Regionally, authoritarian governments are more the norm than the exception. Singapore achieved greatness under the iron hand of Lee Kuan Yew, Malaysia’s government has systematically stymied all opposition and Cambodia’s Hun Sen has ruled over a one-party state for three decades. Meanwhile, Vietnam and Laos are both under communist rule. For many years, that left Thailand a dim beacon of hope for the region.
Today, that beacon has dimmed to a flicker. Some – if not most – foreign investors might shrug and say that stability at any cost is, at the end of the day, stability at least. Unfortunately, it is unlikely that a return to top-down rule and command economic policies will be a palatable long-term systemic solution for the majority of Thailand’s population, who have awakened to the liberating push and shove of populist politics.
“The new Prayuth government is diminishing populist elements [in politics] and emphasising tighter monetarist policies – indeed, a command economy (as under Chile’s Augusto Pinochet) did work macro-wonders for the Chilean economy,” says Chambers.
Nevertheless, he adds, foreign investors are “naïve” to think that the current situation of military imposed stability can be maintained forever.
“Now that Thailand’s poor have tasted populism, they are going to demand more of it,” he says. “Foreign investors are going to have to accept that Prayuth’s ‘stability’ is not forever.”
Just how Thailand’s prime minister primes the pumps for general elections, however, nobody knows. Publicly, Prayuth has said that elections will be delayed until 2016, but his statements are regarded by many Thais as little more than obfuscation and his stated vision for Thailand changes on an almost daily basis.
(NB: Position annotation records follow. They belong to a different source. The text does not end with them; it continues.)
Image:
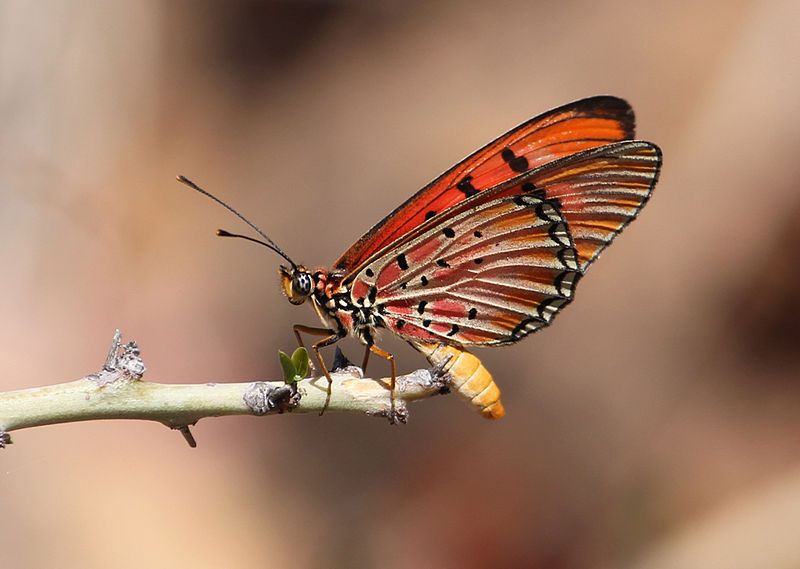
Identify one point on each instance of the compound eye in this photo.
(302, 284)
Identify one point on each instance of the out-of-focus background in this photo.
(654, 426)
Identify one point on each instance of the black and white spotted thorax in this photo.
(338, 309)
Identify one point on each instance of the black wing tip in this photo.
(611, 106)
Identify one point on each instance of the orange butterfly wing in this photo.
(503, 263)
(561, 132)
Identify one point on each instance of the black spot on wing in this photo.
(402, 262)
(517, 163)
(465, 185)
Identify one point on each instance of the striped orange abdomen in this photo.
(470, 379)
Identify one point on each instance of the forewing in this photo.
(569, 129)
(489, 275)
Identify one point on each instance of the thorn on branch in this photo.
(262, 398)
(187, 435)
(397, 416)
(125, 360)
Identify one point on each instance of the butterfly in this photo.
(487, 253)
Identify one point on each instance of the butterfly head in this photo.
(297, 283)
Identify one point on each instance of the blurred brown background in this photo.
(654, 426)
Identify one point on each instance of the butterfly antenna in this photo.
(222, 233)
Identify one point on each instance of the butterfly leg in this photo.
(331, 337)
(390, 358)
(365, 361)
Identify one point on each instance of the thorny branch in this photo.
(117, 391)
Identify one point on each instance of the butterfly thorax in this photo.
(337, 309)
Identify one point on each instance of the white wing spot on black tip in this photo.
(546, 212)
(526, 327)
(558, 233)
(565, 283)
(568, 258)
(517, 163)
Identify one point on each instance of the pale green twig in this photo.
(118, 392)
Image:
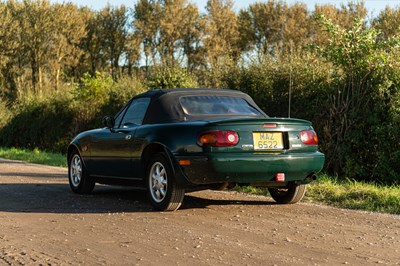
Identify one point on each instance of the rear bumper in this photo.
(249, 168)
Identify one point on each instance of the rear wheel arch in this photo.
(153, 149)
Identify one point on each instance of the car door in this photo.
(112, 149)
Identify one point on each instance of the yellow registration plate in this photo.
(267, 140)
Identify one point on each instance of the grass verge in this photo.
(341, 193)
(35, 156)
(347, 194)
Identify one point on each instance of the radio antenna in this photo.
(290, 79)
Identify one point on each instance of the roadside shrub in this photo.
(5, 113)
(39, 123)
(164, 77)
(97, 96)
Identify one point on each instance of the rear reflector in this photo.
(280, 177)
(218, 138)
(184, 162)
(309, 137)
(270, 125)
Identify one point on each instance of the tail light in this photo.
(218, 138)
(309, 137)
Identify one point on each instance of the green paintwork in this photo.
(122, 154)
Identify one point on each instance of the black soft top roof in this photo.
(165, 105)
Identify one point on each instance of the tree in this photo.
(146, 26)
(265, 26)
(69, 30)
(113, 32)
(363, 95)
(388, 22)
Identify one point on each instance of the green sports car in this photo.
(177, 140)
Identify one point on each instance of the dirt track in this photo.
(43, 223)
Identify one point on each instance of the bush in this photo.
(164, 77)
(39, 123)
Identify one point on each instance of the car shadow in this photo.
(58, 198)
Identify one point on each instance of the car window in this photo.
(135, 113)
(217, 105)
(119, 116)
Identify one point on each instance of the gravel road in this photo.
(43, 223)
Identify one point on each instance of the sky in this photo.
(373, 6)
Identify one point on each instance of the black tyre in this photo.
(163, 192)
(288, 195)
(79, 181)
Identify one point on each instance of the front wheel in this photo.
(79, 181)
(288, 195)
(163, 192)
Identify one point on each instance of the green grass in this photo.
(351, 194)
(341, 193)
(347, 194)
(35, 156)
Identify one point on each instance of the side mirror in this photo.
(108, 122)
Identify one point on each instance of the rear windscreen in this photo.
(217, 105)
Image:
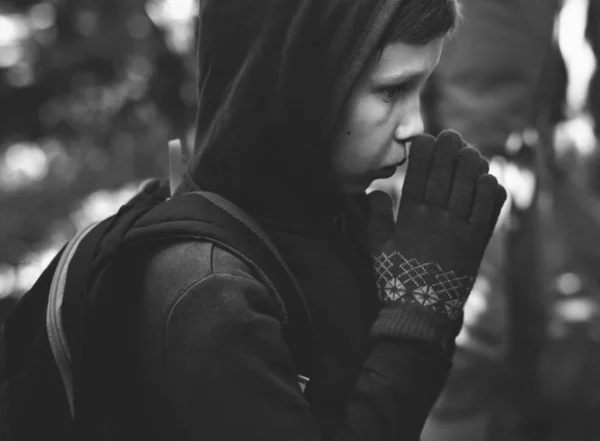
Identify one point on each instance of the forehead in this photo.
(399, 58)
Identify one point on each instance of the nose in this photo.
(410, 124)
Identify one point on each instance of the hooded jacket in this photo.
(274, 76)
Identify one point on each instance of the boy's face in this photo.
(383, 113)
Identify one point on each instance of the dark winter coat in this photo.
(212, 360)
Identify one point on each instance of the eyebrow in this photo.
(402, 77)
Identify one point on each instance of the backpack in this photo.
(66, 353)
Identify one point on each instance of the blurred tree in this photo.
(90, 92)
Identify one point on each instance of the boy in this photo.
(302, 105)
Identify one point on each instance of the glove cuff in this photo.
(415, 322)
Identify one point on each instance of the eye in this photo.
(392, 93)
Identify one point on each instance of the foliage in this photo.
(90, 93)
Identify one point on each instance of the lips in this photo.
(387, 172)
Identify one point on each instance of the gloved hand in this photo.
(427, 261)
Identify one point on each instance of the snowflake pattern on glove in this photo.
(424, 283)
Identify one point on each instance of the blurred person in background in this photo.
(495, 84)
(302, 105)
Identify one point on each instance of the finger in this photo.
(466, 175)
(415, 181)
(485, 202)
(484, 166)
(500, 200)
(441, 172)
(381, 218)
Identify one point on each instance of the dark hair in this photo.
(420, 22)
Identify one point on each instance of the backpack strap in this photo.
(208, 216)
(191, 216)
(59, 343)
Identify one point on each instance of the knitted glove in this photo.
(426, 262)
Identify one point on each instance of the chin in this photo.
(354, 189)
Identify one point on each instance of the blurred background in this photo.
(91, 92)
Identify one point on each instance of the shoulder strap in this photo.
(198, 215)
(208, 216)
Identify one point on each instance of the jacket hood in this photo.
(273, 78)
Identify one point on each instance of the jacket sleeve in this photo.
(230, 373)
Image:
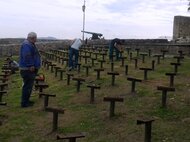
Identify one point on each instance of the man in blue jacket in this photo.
(29, 64)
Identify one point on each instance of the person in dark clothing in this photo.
(115, 45)
(29, 64)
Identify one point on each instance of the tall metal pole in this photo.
(83, 9)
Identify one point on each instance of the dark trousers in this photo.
(28, 82)
(73, 53)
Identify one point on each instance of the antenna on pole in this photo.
(83, 9)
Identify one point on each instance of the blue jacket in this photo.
(29, 56)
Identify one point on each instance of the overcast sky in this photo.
(113, 18)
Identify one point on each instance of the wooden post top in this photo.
(99, 69)
(144, 121)
(3, 84)
(42, 85)
(165, 88)
(171, 74)
(178, 64)
(113, 73)
(70, 136)
(93, 86)
(134, 79)
(78, 79)
(46, 94)
(149, 69)
(3, 92)
(57, 110)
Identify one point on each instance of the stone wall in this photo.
(155, 45)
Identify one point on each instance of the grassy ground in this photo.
(34, 125)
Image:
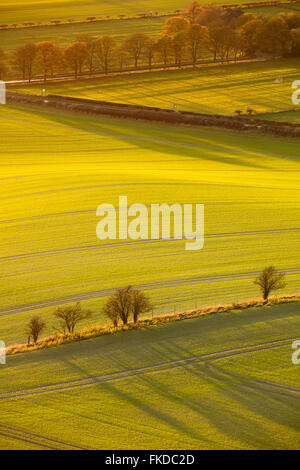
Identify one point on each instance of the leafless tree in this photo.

“Ideally, the Thai elites and the military eventually come to terms with the shifting political and economic landscape of Thailand, and through this process agree to find a new political consensus based on a respect for electoral politics,” says Pavin.
He adds bleakly: “I think this is an unlikely scenario.”
Pavin says he is concerned that royal succession will become a power game between the elites and other forces.
“The elites look at this as a zero-sum game and thus are unwilling to compromise,” he says. “This explains why they went for a coup in order to regain political domination.”
For Marshall too, an outcome that works as a happy compromise for all is highly unlikely, as desirable as it might be.
“Free and fair elections are the best way to restore stability, even with a polarised electorate,” he says. “But it seems inevitable that the junta will seek to rig the elections in some way to ensure only governments they approve of will get elected.”
Marshall maintains that the most likely result of that is “significant electoral changes”. Possibilities, he says, include “significant gerrymandering, a partially-appointed parliament, and/or proportional representation – to ensure that proxy parties of [exiled] Thaksin Shinawatra can never control parliament.”
Chambers, on the other hand, points to the Kingdom’s apparent ability to ever scramble back from the brink of disaster, earning it its ‘Teflon Thailand’ reputation. Pragmatism will ultimately win the day in Thailand, as it always has.
“I think Thailand learned a hard lesson from economic policies pursued by the 2006-2008 Surayud [military] government,” says the Chiang Mai-based scholar. “Now, I think that whatever happens politically in Thailand, the leadership of the country will try as much as possible to stay open for business in welcoming foreign investors and maintaining an open free market economy.”
They can try, responds Pravin, but with the issue of royal succession looming and no timeframe in sight for elections, their ability to deliver is uncertain.
“Integration will have to be postponed until the situation in Thailand improves,” says Pavin. “Other countries can take advantage of Thailand’s unfortunate situation to advance themselves, but overall Thailand’s crisis will become a dark black hole in the region”.